7. An objection is fatal when it is established by a higher kind or degree of evidence than the proposition to which it is opposed. For example, consciousness, sense, and reason present the highest kinds and degree of testimony. An objection fairly founded in and supported by an intuition of sense, consciousness, or reason, will set aside other testimony, because, as we have seen, knowledge thus obtained is intuitive, and more certain in its nature than that received from testimony of any other kind.

8. An objection is always fatal when it proves that the proposition against which it lies involves a palpable absurdity or contradiction.

VI. HOW OBJECTIONS ARE TO BE DISPOSED OF.

1. This depends upon their nature. If mere cavils without reason or proof, they are not properly objections, and may remain unnoticed.

2. So if they appear reasonable if they were proved, and yet are without sufficient proof, we are not gratuitously to take the burden of proof.

3. We are not bound to explain how the objection is consistent with the proposition against which it is alleged, but simply that if a fact, it may be consistent with it.

4. No objection is competent to set aside first truths, such as that a whole is equal to all its parts, that time and space exist, that every effect must have a cause, that a moral agent must be a free, self-active agent, etc. These are truths of irresistible and universal knowledge, and no testimony whatever is to be received as invalidating them.

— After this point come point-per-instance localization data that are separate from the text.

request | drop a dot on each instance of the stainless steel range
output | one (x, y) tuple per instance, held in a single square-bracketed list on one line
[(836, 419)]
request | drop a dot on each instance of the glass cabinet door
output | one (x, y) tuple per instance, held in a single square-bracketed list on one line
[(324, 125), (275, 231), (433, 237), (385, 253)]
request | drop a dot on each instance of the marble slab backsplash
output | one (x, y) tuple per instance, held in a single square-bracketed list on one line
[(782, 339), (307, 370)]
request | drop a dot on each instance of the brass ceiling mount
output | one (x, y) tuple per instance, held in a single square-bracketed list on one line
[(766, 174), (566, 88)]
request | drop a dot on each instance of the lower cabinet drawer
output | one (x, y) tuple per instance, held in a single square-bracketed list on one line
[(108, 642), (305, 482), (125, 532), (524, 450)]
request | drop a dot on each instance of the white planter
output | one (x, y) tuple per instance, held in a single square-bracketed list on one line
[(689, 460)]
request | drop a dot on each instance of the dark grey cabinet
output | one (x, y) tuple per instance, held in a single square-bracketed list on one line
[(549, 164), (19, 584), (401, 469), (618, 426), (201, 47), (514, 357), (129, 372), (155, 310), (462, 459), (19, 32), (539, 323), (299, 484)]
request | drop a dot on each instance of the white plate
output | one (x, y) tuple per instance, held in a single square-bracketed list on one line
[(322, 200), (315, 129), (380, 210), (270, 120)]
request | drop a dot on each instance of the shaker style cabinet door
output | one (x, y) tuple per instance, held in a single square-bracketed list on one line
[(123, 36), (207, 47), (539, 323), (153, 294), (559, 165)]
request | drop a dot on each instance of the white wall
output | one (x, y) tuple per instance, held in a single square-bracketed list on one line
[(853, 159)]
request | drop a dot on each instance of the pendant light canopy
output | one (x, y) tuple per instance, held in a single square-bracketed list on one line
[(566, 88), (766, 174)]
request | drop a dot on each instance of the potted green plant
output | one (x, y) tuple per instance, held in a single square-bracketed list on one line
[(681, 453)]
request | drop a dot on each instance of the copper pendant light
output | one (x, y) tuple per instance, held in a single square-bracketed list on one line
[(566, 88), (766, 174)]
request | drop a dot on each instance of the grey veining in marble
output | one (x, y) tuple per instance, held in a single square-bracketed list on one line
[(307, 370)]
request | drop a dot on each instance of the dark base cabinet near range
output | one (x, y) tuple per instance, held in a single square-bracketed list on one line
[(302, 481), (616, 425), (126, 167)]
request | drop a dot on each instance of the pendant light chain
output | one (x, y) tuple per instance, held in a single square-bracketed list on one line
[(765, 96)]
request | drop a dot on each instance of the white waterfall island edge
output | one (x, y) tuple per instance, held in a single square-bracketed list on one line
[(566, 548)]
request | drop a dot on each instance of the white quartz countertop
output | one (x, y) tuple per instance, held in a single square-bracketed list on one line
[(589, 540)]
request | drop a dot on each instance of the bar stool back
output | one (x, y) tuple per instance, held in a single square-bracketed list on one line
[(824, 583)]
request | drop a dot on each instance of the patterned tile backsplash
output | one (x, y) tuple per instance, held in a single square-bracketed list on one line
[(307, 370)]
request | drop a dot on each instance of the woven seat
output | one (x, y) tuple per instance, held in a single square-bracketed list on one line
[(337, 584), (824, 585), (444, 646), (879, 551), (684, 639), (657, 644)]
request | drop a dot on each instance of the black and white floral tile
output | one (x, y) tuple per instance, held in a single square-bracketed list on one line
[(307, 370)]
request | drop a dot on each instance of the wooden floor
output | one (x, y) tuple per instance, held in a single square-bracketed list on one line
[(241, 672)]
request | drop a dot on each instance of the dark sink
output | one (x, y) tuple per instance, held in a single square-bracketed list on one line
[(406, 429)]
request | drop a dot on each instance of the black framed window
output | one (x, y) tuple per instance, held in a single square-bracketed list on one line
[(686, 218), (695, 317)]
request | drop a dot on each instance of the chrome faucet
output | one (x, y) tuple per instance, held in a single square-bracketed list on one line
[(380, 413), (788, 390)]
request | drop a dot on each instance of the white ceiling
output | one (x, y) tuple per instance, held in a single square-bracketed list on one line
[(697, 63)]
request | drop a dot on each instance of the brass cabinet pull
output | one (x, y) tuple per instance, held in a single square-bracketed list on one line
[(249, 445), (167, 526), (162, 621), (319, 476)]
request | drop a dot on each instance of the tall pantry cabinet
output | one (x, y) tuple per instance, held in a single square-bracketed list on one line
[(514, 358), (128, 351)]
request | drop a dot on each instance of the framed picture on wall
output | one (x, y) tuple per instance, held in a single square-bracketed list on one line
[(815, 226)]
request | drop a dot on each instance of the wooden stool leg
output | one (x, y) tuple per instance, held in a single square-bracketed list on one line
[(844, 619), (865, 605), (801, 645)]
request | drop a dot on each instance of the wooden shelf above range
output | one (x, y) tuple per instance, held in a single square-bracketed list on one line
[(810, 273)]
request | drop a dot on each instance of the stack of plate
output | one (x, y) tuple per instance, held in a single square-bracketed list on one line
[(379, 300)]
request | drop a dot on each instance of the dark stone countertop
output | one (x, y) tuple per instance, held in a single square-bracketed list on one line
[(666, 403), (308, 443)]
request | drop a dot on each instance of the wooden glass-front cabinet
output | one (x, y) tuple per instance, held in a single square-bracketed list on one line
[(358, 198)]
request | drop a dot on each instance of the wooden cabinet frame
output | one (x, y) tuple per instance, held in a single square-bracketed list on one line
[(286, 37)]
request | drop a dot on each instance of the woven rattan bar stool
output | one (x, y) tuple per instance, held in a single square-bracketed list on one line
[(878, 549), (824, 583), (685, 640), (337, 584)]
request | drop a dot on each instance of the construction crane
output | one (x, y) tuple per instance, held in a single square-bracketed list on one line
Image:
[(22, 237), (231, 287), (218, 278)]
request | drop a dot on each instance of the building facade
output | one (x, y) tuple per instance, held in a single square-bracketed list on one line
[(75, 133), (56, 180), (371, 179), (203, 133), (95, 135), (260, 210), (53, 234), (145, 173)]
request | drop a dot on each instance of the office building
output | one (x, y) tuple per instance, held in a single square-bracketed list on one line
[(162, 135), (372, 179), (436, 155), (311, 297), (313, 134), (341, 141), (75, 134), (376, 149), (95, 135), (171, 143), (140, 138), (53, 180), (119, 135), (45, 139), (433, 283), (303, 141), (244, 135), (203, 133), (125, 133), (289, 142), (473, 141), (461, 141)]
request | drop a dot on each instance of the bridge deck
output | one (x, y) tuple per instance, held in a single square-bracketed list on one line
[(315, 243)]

5. No objection can set aside the direct testimony of consciousness, nor of sense or reason, where this testimony is unequivocally given.

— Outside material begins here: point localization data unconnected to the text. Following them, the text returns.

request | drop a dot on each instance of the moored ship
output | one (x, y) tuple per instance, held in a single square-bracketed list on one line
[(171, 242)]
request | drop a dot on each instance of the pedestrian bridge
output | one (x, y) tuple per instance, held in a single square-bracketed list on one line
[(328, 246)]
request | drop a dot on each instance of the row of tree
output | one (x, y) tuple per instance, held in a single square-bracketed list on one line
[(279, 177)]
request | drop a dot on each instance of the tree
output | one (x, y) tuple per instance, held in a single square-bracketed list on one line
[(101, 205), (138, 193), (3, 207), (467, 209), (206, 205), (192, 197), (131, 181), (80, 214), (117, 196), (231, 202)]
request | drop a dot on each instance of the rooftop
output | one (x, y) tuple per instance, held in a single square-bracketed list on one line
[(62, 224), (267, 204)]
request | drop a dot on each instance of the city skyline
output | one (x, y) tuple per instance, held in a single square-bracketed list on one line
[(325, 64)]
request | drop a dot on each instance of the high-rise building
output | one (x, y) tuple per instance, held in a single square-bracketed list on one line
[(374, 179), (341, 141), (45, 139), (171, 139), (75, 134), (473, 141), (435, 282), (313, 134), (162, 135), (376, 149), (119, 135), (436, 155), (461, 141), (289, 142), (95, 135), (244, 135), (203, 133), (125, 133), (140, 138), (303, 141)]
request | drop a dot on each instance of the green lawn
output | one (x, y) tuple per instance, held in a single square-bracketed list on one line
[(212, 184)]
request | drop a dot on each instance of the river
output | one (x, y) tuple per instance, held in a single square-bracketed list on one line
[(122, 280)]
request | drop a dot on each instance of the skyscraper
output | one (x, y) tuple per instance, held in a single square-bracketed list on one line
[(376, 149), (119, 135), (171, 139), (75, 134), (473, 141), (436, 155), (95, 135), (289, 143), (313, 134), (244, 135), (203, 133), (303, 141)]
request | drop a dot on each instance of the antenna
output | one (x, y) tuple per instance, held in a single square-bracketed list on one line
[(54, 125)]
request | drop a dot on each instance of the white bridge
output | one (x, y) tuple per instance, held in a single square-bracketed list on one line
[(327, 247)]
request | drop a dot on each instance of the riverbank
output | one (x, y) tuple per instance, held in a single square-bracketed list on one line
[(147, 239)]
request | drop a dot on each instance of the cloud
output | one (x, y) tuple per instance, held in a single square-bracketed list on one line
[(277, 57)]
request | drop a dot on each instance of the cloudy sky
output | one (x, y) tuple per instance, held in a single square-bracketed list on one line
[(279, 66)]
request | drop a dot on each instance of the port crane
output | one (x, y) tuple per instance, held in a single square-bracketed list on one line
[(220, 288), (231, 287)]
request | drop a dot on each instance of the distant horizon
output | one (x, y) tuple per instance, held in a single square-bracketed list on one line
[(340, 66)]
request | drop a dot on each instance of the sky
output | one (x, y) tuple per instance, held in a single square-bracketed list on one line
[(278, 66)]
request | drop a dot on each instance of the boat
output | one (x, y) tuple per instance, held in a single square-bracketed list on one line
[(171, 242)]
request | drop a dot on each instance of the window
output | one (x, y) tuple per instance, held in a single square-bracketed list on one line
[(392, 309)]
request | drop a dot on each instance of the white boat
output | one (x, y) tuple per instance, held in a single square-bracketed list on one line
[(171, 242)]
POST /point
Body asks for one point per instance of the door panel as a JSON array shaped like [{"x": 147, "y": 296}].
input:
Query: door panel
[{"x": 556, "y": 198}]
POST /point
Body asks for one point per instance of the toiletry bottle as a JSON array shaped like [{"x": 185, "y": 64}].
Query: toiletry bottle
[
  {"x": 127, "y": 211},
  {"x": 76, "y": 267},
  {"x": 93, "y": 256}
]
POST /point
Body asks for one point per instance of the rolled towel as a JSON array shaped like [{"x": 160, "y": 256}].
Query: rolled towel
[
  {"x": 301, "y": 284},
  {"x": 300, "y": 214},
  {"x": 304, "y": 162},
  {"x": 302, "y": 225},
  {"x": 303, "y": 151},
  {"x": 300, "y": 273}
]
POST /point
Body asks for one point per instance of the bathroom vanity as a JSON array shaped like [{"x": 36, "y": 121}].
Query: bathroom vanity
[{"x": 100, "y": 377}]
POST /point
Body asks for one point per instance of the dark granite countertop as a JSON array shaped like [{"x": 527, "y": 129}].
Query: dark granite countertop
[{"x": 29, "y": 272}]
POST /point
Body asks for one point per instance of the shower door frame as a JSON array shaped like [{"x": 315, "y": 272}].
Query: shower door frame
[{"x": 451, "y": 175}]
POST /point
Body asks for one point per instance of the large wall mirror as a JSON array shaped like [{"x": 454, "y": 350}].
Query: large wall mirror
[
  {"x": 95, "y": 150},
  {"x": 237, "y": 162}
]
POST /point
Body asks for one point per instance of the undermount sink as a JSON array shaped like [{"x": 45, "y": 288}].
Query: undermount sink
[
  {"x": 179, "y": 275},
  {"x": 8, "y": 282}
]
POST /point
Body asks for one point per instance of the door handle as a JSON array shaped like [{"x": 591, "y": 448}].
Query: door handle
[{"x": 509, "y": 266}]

6. Nor can any testimony set aside the unambiguous testimony of God. It is a first truth of reason that God is veracious; nobody can believe that he will lie. We necessarily assume his moral perfection; hence the testimony of God when rightly interpreted is conclusive upon any subject, and no human being can doubt this.

There is always a fallacy in whatever is inconsistent with first or self-evident truths, the affirmation of the pure reason, the intuitions of sense or consciousness, or with the testimony of God. Certain truths we are under necessity of receiving as valid by the laws of our own intelligence. Whatever objection is made to these must involve a fallacy, and cannot be received as valid.

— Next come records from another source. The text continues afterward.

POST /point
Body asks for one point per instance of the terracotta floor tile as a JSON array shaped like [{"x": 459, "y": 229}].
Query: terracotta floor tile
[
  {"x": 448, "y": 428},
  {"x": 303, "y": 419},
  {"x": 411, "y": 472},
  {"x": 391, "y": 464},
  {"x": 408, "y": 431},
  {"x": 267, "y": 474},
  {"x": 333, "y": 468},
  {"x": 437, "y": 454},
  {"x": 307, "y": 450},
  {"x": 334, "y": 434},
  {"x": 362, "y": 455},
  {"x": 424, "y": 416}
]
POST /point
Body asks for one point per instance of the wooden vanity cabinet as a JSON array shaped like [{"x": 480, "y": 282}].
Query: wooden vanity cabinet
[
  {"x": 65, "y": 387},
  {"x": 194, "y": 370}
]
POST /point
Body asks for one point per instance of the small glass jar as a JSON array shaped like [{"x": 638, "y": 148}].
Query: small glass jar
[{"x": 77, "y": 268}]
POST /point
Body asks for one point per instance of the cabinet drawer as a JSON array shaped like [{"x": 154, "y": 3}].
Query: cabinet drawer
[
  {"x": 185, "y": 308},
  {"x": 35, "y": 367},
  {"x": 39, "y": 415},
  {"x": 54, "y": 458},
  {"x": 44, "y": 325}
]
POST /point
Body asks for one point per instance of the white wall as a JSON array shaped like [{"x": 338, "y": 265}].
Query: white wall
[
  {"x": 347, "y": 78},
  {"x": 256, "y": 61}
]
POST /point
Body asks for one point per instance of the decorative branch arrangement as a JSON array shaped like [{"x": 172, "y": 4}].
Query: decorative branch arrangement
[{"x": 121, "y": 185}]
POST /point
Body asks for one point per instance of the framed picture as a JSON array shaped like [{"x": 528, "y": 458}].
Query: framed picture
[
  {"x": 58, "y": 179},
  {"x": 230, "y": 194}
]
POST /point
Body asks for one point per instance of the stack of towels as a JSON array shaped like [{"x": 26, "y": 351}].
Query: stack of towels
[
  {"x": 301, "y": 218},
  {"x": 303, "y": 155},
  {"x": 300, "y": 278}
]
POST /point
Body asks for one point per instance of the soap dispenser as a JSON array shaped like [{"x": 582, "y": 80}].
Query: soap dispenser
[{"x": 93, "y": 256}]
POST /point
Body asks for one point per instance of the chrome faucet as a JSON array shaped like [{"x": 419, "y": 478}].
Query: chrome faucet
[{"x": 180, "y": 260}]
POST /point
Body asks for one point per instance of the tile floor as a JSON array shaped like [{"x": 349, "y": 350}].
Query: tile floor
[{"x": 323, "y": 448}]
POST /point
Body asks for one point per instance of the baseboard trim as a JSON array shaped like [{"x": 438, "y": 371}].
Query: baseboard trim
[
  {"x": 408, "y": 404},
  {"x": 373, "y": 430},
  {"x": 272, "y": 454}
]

VII. WHERE LIES THE BURDEN OF PROOF?

1. Always on him who takes the affirmative, unless the thing affirmed is sufficiently manifest without proof.

2. The burden of proof lies with the affirmative until the evidence fairly amounts to proof in the sense of demanding belief in the absence of opposing testimony.

3. When the affirmative evidence amounts to proof in this sense, the onus is upon him who takes the negative. His business in not to prove a negative, but to counteract the proof upon the positive side of the question, to render it null, or to present so much opposing proof as will annihilate the ground of rational conviction.

4. Every kind and degree of evidence that may as well consist with the negative as with the affirmative to be proved, leaves the onus unchanged.

5. When the evidence, or argument, or an objection proves too much, as well as when it proves too little, it leaves the onus unchanged.

6. If an objection needs proof, the onus lies upon the objector.

VIII. WHERE PROOF OR ARGUMENT MUST BEGIN.

1. Proof or argument must commence where uncertainty commences; or rather where the conditions of rational belief are wanting.

2. All argument and proof take for granted such truths as need no proof, but are either axioms, self-evident truths, or such as are either admitted, or are sufficiently apparent. (Roman numerals and some headings added, some numbers changed on both sections, Lecture VI divided -- Gordon Olson).